It's hard to make art when you're guarded and the internet is a terrible place to be vulnerable.
The older and crankier (or maybe the older and wiser) I get, the more I think social media and being Extremely Online can be really bad for innovation and creativity. Not because of the timesink and addictive properties (or not just because of the timesink and addictive properties) but because it’s hard to dance like nobody’s looking when you’re always aware of the spyglasses trained on you.
And those spyglasses so often belong to bullies, mean girls, dunk artists, the hot take brigade, and so many others who are not dealing in good faith. It’s like high school all over again, except you’re trying to pick out pieces of your soul and your most heartfelt experiences and arrange them in a beautifully aesthetic pattern that you know is going to be used against you any way they can.
There are so many people with opinions out there, many of those opinions definitive and aggressive, some of the people demanding your immediate action or else, and it’s terrifying and exhausting. We all know the advice—don’t read your reviews, stay off Goodreads and Amazon, for fuck’s sake don’t get into arguments about your work or defend yourself on social media. Just keep your head down and keep typing.

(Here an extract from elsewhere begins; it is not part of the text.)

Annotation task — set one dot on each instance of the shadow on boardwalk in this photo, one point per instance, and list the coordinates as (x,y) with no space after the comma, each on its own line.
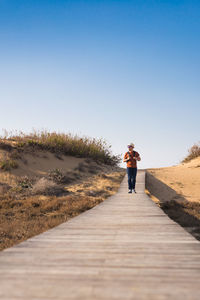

But there’s a psychic toll to be stared at, talked about, talked over.
I have certainly fallen into the trap of worrying way too much about what people will think or what they will assume about me from my work. And I see friends and colleagues having the same struggle—self-conscious about their art, second-guessing everything they do, unable to sink into the fictional dream or the flow state and create.
I’ve been spending a lot less time on social media lately, and I think it’s good for me and good for my work. It’s more important for me to concentrate on what I think of my creative output than what anybody else does, because in the end I am the one spending the most time and energy on it. I am the one who is embroiled in this process and needs to enjoy the time I’m spending on it, or I might as well go get a job at Wendy’s.
Anyway, here’s hoping you too can find the peace and quiet inside your own head to create honestly, and say beautiful and true things without worrying that they expose too much of your soul to a vast, uncaring, and frankly pretty obnoxious internet.